Tel un cinéphile Boucle d’or, Hansen-Løve dormait dans un lit de son ancienne maison, peut-être hantée. « Un soir, j’étais seul à regarder un documentaire sur Bergman. Il parlait de fantômes et était assis dans sa cuisine. Exactement où j’étais assis ! J’ai paniqué et j’ai fui vers un B&B. Je ne me suis jamais senti aussi près de croire aux fantômes.

Comment diable s’attendait-elle à faire un travail, hantée par le fantôme d’un narcissique ? « Quand j’y pense rationnellement, cela aurait dû être horrible », dit-elle lors d’un appel vidéo depuis Paris. « Le fardeau de l’héritage de Bergman ! Ce grand génie masculin !

Bergman était l’une de ces personnes ennuyeuses qui trouvent la créativité facile : « Pour lui, c’était un flux constant d’idées. » Pour Hansen-Løve, aujourd’hui âgée de 41 ans, c’est le contraire : « J’ai toujours l’impression d’avoir une chose à dire mais toujours que ce sera la dernière chose. Et je pense toujours que ce sera le dernier film que j’écris. Tout cela rend chaque nouveau processus d’écriture tendu et en quelque sorte douloureux. Je suis très jaloux de Bergman »

Elle avait une prémisse simple pour son scénario. Étonnamment, dans la maison de Bergman, elle a réussi à le développer dans son nouveau film, une œuvre postmoderne intelligente et ludique sur le sexe, les relations, l’anxiété de l’influence, comment la réalité fait l’art, et vice versa, et comment les couples artistiques s’aident et se gênent mutuellement. la créativité.

Vicky Krieps et Tim Roth sur l'île Bergman.
Vicky Krieps et Tim Roth sur l’île Bergman.

Mais surtout, il s’agit de la façon dont faire des films est une activité différente pour les femmes que pour les hommes comme Bergman.

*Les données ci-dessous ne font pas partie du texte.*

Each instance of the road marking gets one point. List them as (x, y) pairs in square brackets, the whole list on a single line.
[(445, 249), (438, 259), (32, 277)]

Tout commence avec un couple, Tony (Tim Roth) et Chris (Vicky Krieps), tous deux réalisateurs, qui arrivent un été à Fårö pour écrire leurs scénarios – tout comme Hansen-Løve l’a fait. Tony est plus âgé et a plus de succès, et son scénario sort de lui apparemment sans y être invité. Chris se débat, s’inquiétant de savoir si son idée est bonne.

L’île Bergman a été considérée par certains comme un “film-à-clef” sur la relation de Hansen-Løve avec le réalisateur français Olivier Assayas, qui a 26 ans son aîné. En 1998, âgé de 17 ans et toujours lycéenne, elle a fait ses débuts à l’écran dans Fin août, début septembre d’Assayas. Deux ans plus tard, elle est apparue dans ses Sentimental Destinies, époque à laquelle ils étaient amants.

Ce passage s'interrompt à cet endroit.